Earlier this year, The Queen launched a £30-a-bottle sloe gin in its royal shops – a new addition to the growing collection of spirits bearing the royal emblem.
The monarch has introduced the Buckingham Palace Sloe Gin, sold by the Royal Collection. The spirit, which has a crown on the front label, is made from hand-picked whole sloe berries soaked in the Buckingham Palace gin.
Last year she launched Sandringham Celebration Gin for £50 for a 50cl bottle, made at a distillery on the estate in north Norfolk.
Last year, a Royal gin, made from botanicals in the garden of Buckingham Palace, also went on sale.
The Buckingham drink is made from 12 botanicals, several of which are hand-picked from the Queen’s Garden
The Royal Collection Trust launched a premium small-batch London dry gin for sale in its stores.
The spirit is infused with citrus and herbal notes derived from 12 botanicals, several of which are from the Buckingham Palace garden, including lemon verbena, hawthorn berries, bay leaves and mulberry leaves.
All profits from the sale of that gin will go to The Royal Collection Trust.
Prince Charles’s Highgrove has its own organic London dry garden botanical gin – on sale for £39.95.
The Queen Mother enjoyed a daily lunchtime drink of gin mixed with Dubonnet and a slice of lemon – with the pips carefully removed.
Her lifelong affection for the popular drink also led her old Scottish home in Caithness to join the gin renaissance that swept across the UK – helping to create an associated brand of its own.

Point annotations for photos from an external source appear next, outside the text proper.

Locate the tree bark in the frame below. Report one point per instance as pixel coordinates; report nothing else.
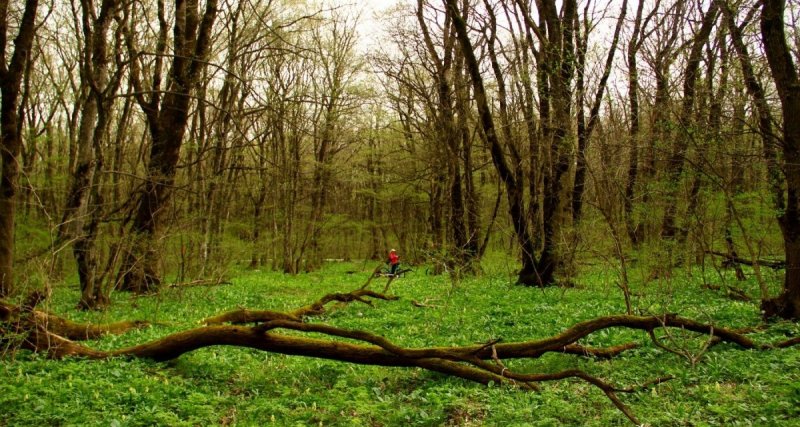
(11, 73)
(167, 119)
(527, 274)
(784, 73)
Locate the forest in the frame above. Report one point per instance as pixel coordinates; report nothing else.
(596, 208)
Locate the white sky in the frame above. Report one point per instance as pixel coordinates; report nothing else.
(369, 28)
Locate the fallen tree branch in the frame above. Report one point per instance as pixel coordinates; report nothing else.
(200, 282)
(28, 318)
(472, 362)
(775, 265)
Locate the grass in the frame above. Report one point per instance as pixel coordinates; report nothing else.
(227, 386)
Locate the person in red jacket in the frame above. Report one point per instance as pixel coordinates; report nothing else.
(393, 261)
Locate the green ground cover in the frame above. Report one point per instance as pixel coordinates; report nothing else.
(232, 386)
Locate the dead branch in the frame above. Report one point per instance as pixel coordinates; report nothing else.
(27, 318)
(482, 363)
(200, 282)
(775, 265)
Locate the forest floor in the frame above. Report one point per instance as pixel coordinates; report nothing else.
(233, 386)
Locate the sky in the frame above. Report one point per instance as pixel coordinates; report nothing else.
(369, 28)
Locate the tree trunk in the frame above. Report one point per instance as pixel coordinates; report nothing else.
(784, 73)
(167, 120)
(527, 274)
(677, 158)
(11, 72)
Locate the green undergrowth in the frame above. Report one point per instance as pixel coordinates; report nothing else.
(227, 386)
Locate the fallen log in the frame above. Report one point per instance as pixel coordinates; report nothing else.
(775, 265)
(481, 363)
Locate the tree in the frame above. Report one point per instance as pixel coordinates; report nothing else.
(11, 72)
(784, 74)
(167, 116)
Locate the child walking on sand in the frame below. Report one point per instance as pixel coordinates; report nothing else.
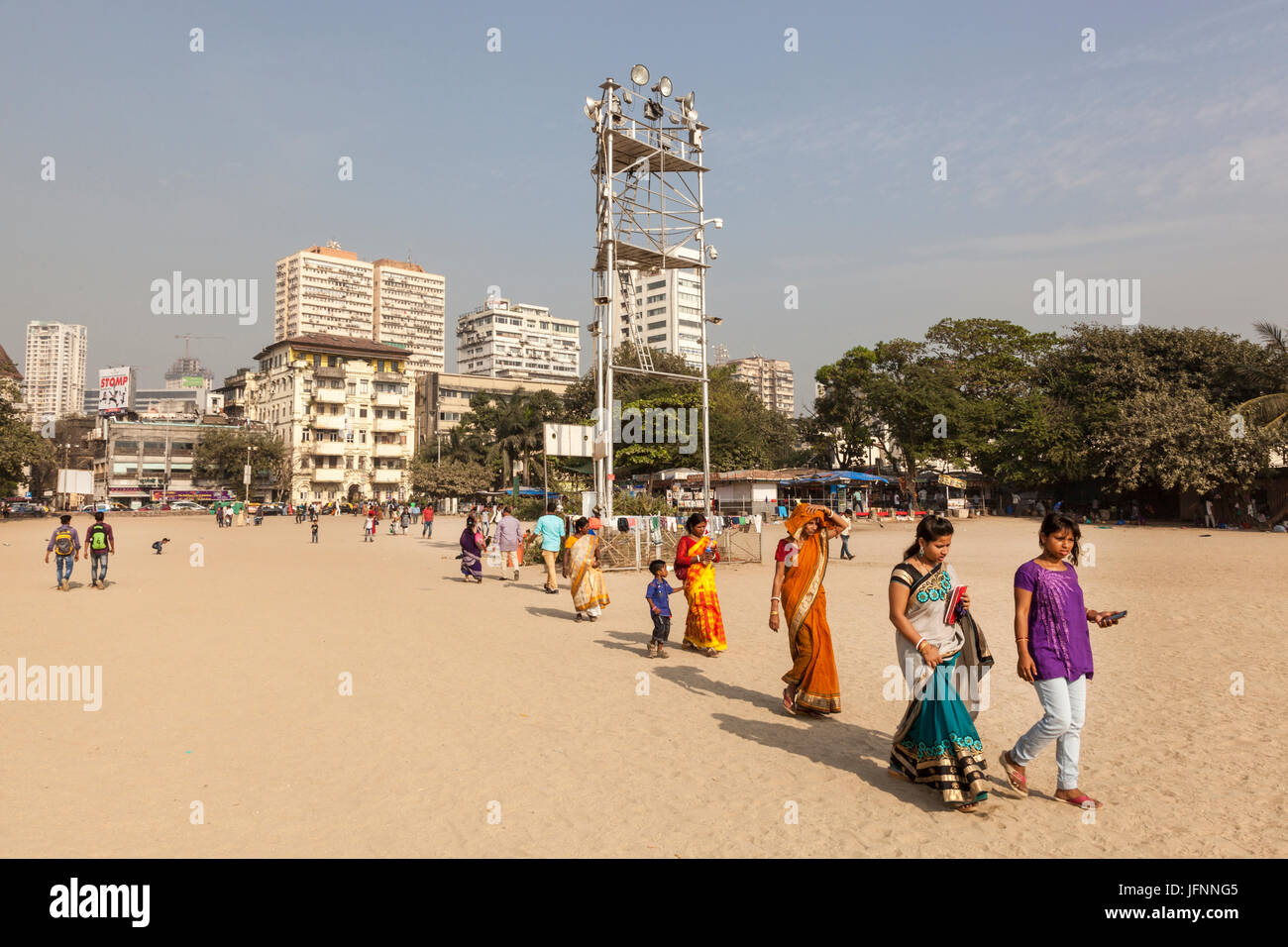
(1055, 656)
(658, 596)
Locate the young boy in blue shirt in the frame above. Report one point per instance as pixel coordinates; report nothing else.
(660, 607)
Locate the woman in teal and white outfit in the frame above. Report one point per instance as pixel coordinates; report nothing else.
(935, 742)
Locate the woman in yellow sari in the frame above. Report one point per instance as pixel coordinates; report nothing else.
(800, 564)
(696, 556)
(581, 565)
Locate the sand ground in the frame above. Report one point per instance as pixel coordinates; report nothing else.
(220, 684)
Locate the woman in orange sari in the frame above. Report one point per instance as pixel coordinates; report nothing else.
(696, 556)
(799, 570)
(581, 565)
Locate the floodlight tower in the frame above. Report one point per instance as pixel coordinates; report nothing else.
(648, 218)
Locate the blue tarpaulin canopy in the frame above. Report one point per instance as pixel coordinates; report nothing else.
(836, 476)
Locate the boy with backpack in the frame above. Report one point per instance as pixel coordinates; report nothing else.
(101, 544)
(64, 543)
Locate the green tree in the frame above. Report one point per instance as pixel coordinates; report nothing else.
(20, 446)
(220, 457)
(450, 478)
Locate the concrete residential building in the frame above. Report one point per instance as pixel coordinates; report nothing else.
(442, 398)
(343, 406)
(771, 379)
(330, 290)
(323, 289)
(516, 342)
(54, 371)
(408, 311)
(668, 312)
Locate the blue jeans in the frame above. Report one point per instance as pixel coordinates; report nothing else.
(1064, 703)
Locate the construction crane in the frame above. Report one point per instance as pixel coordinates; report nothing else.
(185, 337)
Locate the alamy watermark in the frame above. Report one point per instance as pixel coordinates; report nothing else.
(81, 684)
(1076, 296)
(179, 296)
(656, 425)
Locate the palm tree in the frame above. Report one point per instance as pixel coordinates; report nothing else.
(1269, 411)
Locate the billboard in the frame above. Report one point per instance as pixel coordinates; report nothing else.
(115, 390)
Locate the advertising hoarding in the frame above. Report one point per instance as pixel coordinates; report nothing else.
(115, 390)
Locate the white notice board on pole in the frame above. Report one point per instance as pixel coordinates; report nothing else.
(570, 440)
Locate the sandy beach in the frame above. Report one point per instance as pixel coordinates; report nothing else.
(220, 684)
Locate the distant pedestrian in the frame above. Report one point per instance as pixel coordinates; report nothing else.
(550, 528)
(101, 544)
(845, 536)
(472, 551)
(507, 535)
(64, 543)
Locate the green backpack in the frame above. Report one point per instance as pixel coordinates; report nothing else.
(63, 540)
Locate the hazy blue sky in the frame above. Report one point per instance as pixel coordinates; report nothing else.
(1107, 163)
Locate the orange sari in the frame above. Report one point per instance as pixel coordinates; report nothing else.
(812, 674)
(703, 625)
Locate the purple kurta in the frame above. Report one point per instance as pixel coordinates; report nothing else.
(1057, 652)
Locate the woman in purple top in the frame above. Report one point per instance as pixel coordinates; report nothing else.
(1055, 656)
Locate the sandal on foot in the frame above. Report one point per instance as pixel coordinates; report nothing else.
(1019, 783)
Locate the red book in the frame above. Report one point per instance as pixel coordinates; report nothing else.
(954, 602)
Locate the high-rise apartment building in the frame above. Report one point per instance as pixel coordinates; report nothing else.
(330, 290)
(408, 308)
(343, 408)
(54, 372)
(668, 311)
(771, 379)
(516, 342)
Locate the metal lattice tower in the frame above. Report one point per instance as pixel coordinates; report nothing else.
(648, 218)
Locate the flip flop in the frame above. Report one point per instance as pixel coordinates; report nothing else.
(1019, 783)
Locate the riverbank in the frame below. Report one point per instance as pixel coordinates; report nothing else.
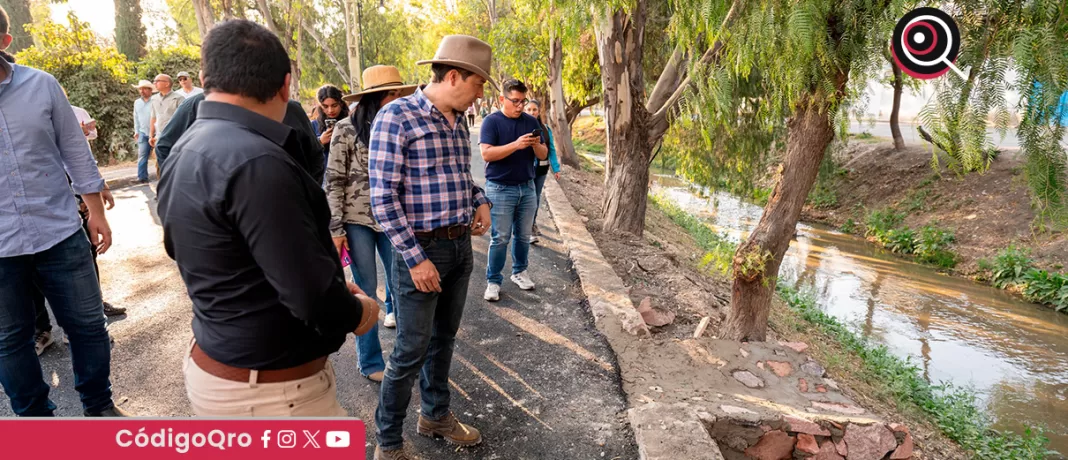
(662, 270)
(987, 213)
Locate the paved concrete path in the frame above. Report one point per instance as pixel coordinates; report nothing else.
(530, 371)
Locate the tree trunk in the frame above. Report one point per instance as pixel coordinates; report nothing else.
(129, 32)
(757, 260)
(205, 16)
(19, 15)
(619, 42)
(895, 127)
(558, 115)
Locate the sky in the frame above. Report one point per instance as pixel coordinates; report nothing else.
(100, 15)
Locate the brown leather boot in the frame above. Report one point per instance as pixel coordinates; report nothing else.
(451, 429)
(392, 455)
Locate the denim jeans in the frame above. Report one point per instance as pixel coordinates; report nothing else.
(513, 217)
(362, 241)
(142, 157)
(538, 186)
(426, 333)
(65, 274)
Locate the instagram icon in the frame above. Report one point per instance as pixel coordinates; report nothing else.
(286, 439)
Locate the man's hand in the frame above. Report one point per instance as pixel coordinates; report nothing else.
(341, 243)
(108, 200)
(524, 141)
(426, 278)
(482, 221)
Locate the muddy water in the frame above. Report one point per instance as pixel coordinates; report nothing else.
(1014, 353)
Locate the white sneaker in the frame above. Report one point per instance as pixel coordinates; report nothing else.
(523, 282)
(492, 292)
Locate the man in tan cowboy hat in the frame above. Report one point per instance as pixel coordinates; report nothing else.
(423, 196)
(142, 119)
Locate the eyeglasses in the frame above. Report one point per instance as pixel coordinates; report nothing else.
(517, 101)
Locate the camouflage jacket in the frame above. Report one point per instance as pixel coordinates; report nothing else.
(347, 184)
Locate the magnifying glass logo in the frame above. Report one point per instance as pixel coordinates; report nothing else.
(926, 43)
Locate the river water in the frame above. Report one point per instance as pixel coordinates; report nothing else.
(1014, 353)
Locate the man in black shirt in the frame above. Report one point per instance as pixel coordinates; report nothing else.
(249, 229)
(308, 152)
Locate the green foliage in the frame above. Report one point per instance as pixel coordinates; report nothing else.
(901, 241)
(129, 31)
(879, 222)
(95, 79)
(932, 247)
(1009, 266)
(719, 249)
(1045, 287)
(170, 61)
(1040, 58)
(849, 226)
(954, 410)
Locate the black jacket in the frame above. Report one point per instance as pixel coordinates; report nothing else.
(310, 156)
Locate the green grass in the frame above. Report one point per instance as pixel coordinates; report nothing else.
(954, 410)
(719, 250)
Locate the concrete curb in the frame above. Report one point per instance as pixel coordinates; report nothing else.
(603, 288)
(662, 432)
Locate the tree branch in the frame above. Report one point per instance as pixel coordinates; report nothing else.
(318, 40)
(711, 56)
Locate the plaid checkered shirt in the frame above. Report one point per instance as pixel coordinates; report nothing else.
(420, 171)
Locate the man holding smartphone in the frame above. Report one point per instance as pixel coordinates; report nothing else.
(509, 142)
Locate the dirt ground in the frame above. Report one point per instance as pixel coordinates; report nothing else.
(987, 211)
(662, 267)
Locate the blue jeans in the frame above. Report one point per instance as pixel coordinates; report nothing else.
(143, 149)
(538, 186)
(362, 241)
(65, 274)
(513, 217)
(426, 333)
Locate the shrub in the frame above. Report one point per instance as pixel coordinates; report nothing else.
(849, 226)
(1046, 287)
(170, 61)
(932, 247)
(95, 79)
(901, 241)
(1009, 267)
(879, 222)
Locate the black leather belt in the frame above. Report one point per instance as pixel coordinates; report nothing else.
(444, 233)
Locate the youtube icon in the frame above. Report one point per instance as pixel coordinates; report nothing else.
(338, 439)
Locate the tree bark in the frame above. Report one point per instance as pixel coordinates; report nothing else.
(19, 15)
(558, 111)
(757, 260)
(895, 127)
(205, 16)
(619, 42)
(129, 31)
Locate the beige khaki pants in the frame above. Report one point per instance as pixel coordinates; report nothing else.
(315, 396)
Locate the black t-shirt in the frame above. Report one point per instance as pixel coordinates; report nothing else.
(498, 129)
(249, 229)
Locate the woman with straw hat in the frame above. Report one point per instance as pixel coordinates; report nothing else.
(348, 192)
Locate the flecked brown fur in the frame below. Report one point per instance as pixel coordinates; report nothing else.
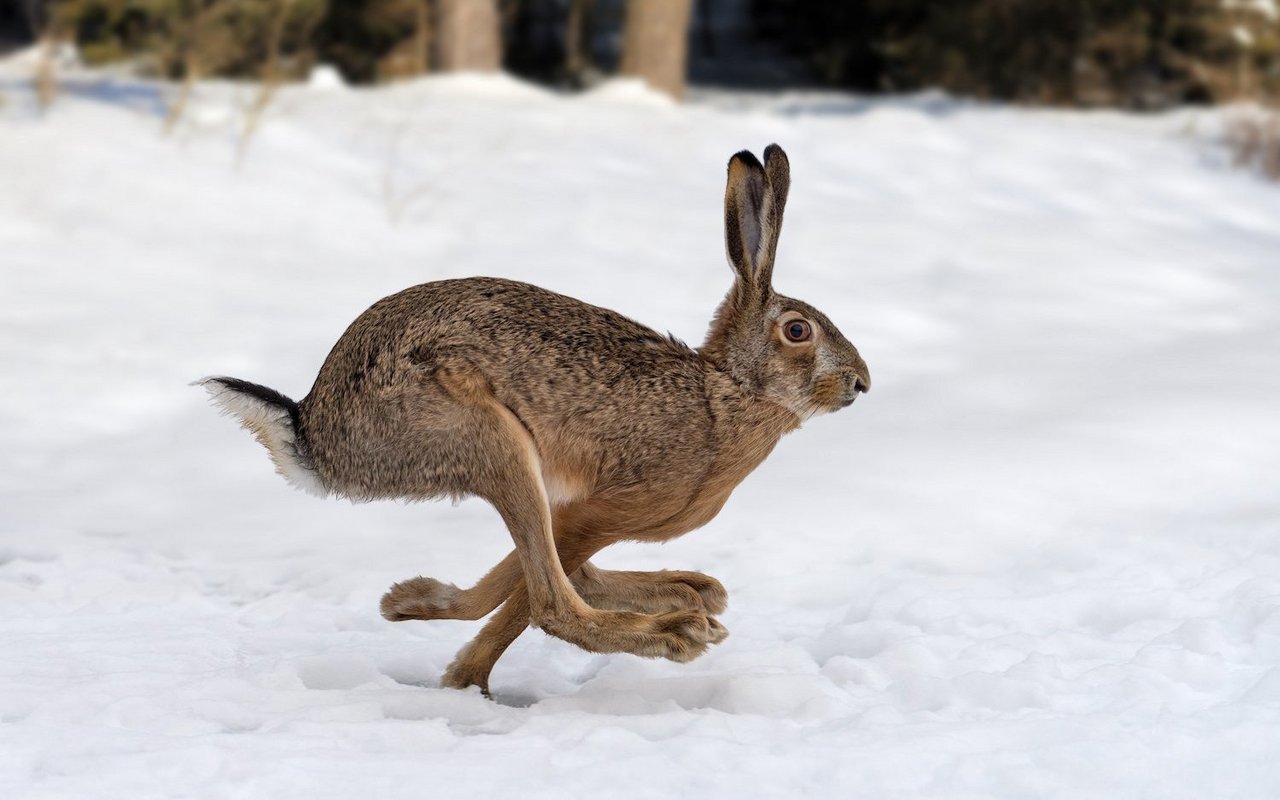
(581, 426)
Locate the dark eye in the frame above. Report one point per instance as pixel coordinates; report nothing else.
(798, 330)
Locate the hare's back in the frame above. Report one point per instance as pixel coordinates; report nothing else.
(593, 387)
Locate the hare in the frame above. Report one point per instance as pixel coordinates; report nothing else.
(581, 426)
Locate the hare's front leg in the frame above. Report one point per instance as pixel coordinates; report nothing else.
(649, 592)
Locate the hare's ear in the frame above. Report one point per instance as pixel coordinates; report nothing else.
(754, 199)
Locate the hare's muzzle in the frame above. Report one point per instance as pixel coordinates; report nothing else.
(854, 385)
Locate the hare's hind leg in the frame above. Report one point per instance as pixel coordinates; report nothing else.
(652, 593)
(426, 598)
(649, 592)
(502, 465)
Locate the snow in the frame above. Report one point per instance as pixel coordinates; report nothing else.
(1040, 560)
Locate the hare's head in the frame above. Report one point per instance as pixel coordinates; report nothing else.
(781, 348)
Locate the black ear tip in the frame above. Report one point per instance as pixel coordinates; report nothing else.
(746, 158)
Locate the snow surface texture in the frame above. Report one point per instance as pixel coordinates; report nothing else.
(1040, 560)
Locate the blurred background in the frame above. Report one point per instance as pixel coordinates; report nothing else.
(1134, 54)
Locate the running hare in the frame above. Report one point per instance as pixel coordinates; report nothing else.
(581, 426)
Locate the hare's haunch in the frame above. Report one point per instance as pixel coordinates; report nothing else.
(581, 426)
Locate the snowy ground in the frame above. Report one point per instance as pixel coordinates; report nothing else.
(1040, 560)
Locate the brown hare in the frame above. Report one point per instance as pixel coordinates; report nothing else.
(581, 426)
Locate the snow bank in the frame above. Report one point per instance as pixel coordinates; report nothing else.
(1042, 558)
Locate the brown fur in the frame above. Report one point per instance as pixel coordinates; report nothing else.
(581, 426)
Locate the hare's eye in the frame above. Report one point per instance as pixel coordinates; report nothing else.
(798, 330)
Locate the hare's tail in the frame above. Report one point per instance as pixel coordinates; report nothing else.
(274, 421)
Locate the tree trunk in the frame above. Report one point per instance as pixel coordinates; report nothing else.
(656, 44)
(470, 36)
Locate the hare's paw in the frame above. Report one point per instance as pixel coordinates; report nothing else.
(682, 636)
(679, 636)
(419, 598)
(709, 590)
(718, 632)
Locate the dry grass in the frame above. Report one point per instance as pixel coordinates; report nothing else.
(1253, 140)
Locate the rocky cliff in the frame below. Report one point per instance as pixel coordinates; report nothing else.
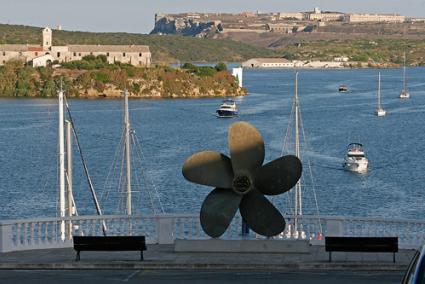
(185, 26)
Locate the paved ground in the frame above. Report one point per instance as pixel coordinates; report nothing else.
(163, 257)
(194, 276)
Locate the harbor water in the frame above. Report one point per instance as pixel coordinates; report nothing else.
(171, 130)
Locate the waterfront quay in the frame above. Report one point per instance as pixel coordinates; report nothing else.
(163, 265)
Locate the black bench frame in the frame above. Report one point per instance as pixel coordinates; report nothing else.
(109, 243)
(361, 244)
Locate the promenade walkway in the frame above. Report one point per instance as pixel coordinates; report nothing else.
(164, 257)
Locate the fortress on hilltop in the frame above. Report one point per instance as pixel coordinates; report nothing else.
(42, 55)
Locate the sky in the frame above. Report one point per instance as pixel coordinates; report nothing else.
(137, 16)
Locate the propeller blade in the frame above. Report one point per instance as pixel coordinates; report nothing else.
(218, 210)
(261, 215)
(246, 147)
(279, 175)
(209, 168)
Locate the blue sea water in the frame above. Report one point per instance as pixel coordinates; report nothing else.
(171, 130)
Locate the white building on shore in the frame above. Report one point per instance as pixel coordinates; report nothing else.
(268, 63)
(364, 18)
(42, 55)
(284, 63)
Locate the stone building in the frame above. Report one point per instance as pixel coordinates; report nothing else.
(363, 18)
(267, 63)
(41, 55)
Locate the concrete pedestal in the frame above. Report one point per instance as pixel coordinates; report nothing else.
(242, 246)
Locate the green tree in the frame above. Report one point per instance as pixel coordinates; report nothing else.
(221, 66)
(49, 89)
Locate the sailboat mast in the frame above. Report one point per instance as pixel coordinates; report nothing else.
(61, 165)
(298, 194)
(379, 90)
(404, 71)
(127, 151)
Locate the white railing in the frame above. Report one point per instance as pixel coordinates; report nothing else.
(43, 233)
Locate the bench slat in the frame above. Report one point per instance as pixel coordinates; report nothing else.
(109, 243)
(362, 244)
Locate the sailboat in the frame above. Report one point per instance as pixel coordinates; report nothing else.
(294, 132)
(380, 111)
(404, 94)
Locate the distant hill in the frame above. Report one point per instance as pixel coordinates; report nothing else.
(164, 48)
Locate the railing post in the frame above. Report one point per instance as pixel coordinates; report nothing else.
(6, 242)
(165, 230)
(334, 228)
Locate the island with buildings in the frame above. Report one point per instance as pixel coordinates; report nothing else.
(209, 24)
(47, 53)
(93, 71)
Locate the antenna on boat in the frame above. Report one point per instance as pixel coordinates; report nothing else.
(86, 171)
(61, 163)
(295, 196)
(127, 151)
(298, 194)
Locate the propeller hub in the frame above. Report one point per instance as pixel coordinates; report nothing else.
(242, 184)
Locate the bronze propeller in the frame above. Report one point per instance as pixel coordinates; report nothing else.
(241, 181)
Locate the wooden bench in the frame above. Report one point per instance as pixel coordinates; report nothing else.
(109, 243)
(361, 244)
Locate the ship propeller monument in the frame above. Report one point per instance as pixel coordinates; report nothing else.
(241, 181)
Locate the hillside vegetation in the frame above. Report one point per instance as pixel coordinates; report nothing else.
(94, 77)
(164, 48)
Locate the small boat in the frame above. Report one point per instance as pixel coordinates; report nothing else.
(355, 159)
(404, 94)
(227, 109)
(343, 89)
(380, 111)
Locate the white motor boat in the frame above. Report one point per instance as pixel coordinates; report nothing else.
(355, 159)
(227, 109)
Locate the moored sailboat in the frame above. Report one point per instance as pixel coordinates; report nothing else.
(380, 111)
(295, 132)
(404, 94)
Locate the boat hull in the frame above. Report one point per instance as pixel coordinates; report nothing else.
(380, 112)
(357, 166)
(226, 113)
(404, 95)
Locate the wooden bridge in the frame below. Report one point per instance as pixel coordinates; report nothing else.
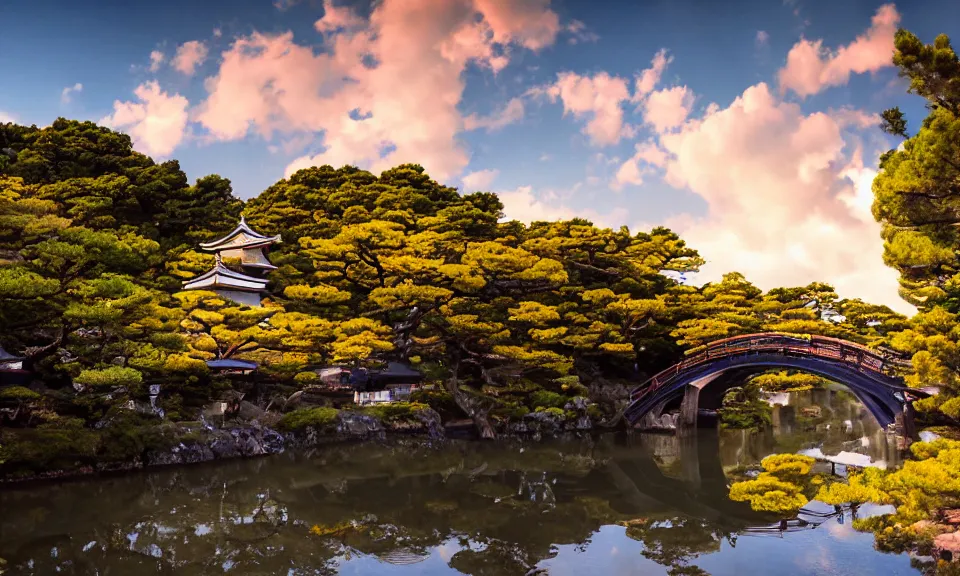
(868, 373)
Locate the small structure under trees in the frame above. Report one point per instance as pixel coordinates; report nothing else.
(11, 369)
(232, 366)
(250, 248)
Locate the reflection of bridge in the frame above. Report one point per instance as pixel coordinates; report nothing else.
(701, 491)
(864, 371)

The Castle of Mey previously teamed up with mainland Britain’s most northerly gin distillery, just a few miles from the former royal residence, to produce the drink.
The £40 a bottle gin is made with herbs gathered around the walls of the castle of Mey.
During one of her official visits, the Queen Mother, who died in 2002 at the age of 101, was surprised by her cheeky host, who instead of offering her tea as usual remarked: ‘I hear you like gin. .’
She immediately replied, “I hadn’t realized I had that reputation. But like I do, maybe you could make it a big one.’